IOB Q1 net profit rises 27% to ₹633 cr. on increase in interest income
Indian Overseas Bank’s (IOB) standalone net profit for the June quarter rose 27% to ₹633 crore from the year-earlier period on improvement in asset quality, slippages and interest and non-interest income. Interest income rose to ₹6,535 crore from ₹5,424 crore, while net interest income increased by 5% to ₹2,441 crore.
“Net interest margin contracted to 3.06% from 3.21% due to increase in cost of funds and borrowings. For the current fiscal, we will try to maintain it at 3.06%-3.10%,” MD & CEO Ajay Kumar Srivastava said in a press meet.
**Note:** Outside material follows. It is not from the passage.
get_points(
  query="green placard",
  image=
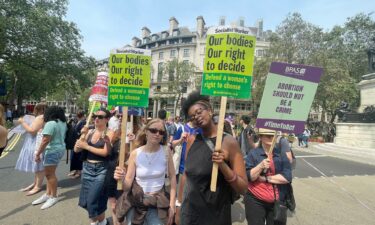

Slippages reduced by 48% to ₹277 crore. Total recovery was ₹582 crore. The bank has set a target to recover about ₹5,500 crore in FY25 against ₹4,700 crore recovered in FY24.
“For Q1,we had kept a recovery target of ₹900 crore, but ended up recovering ₹582 crore as open auctions for some of the assets did not happen. However, we are hopeful of making good the shortfall in Q2,” he said.
Gross non-performing asset decreased by 424 bps to 2.89% and net NPA reduced by 93 bps to 0.51%.
IOB’s Capital Adequacy Ratio rose to 17.82% from 16.56%. Provision Coverage Ratio increased to 96.96 from 94.03%.
Total business of the bank rose 16% to ₹5.29 lakh crore, of which advances accounted for ₹2.31 lakh crore and deposits ₹2.99 lakh crore. Current account savings account (CASA) deposits rose to ₹1.26 lakh crore from ₹1.17 lakh crore.
For FY25, the bank has set a credit growth target of 13% against 16% achieved in FY24. It is also planning to bring down the Retail Agriculture MSME (RAM) sector advances to 65% from the present 72% in the current fiscal.
On fund raising, he said the board had given its approval for raising ₹5,000 crore and was awaiting other regulatory approvals. “It could be QIP or FPO or both. The fund raise was necessitated to bring down the GOI holding from 97% to 75. In the current fiscal, it could come down by 10-12%,” he added.